Una sighed. One of the other reporters crossed the room to a nearby cupboard and rifled through the shelves. She waited for him to return to his desk, new typewriter ribbon in hand, before she spoke. “Have you heard of the new training program for nurses at Bellevue Hospital?”
Barney nodded. “I’m applying.”
“You want to become a nurse?” He furrowed his brow as if the idea was hardly fathomable.
Una straightened. “What’s wrong with nursing?”
“Nothing. It’s just . . . the women at the training school are, well, of a particular mold that . . .”
“That what?”
“Er . . . well . . . frankly, that you don’t conform to.” “I can conform to whatever mold I need to.”
“Una, what’s the meaning behind all this? You can’t expect me to believe you’ve had a sudden change of heart and mean to go from a slum dweller and a grifter to a nurse.” He laughed. “Really, have you seen those women? They shuffle about the wards with their dour expressions and neatly pressed uniforms, muttering nothing but ‘Yes, Doctor’ and ‘Right away, Doctor.’ It’s the last place I’d think you’d want to go.”

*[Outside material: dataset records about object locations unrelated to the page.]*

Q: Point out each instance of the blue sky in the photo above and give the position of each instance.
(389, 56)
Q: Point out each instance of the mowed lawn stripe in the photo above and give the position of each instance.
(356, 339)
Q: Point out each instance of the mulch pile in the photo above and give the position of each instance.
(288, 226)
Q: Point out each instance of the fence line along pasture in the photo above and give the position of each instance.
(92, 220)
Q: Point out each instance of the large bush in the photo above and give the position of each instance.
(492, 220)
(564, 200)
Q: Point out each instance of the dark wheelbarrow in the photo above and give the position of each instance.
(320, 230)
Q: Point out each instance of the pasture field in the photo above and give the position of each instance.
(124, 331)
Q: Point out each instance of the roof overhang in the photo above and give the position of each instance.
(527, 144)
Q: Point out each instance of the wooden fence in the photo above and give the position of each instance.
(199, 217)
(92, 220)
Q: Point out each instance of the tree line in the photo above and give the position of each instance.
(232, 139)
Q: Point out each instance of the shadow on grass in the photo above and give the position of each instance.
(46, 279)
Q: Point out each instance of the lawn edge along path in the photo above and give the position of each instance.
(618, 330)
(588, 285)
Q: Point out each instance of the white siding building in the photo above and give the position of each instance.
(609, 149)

“That’s exactly why I’m applying. I need someplace”—she dropped her voice again to a whisper—“to lie low for a while. Someplace no one will look for me.”
“Listen, if you’re in trouble, I know a lawyer who could help. A friend from university.”
Una shook her head. “No skinners.”
“Maybe I could help, then. You can come to stay with me and—”
Una took his hands. They were stained with ink and smudged with mustard. “You don’t want a girl like me in your life, Barney. Trust me.”
He looked down at their clasped hands and swallowed. “The papers? Please.”
At last, Barney nodded.
Una squeezed his hands before letting go. “Who knows? There might even be a story in it for you someday.”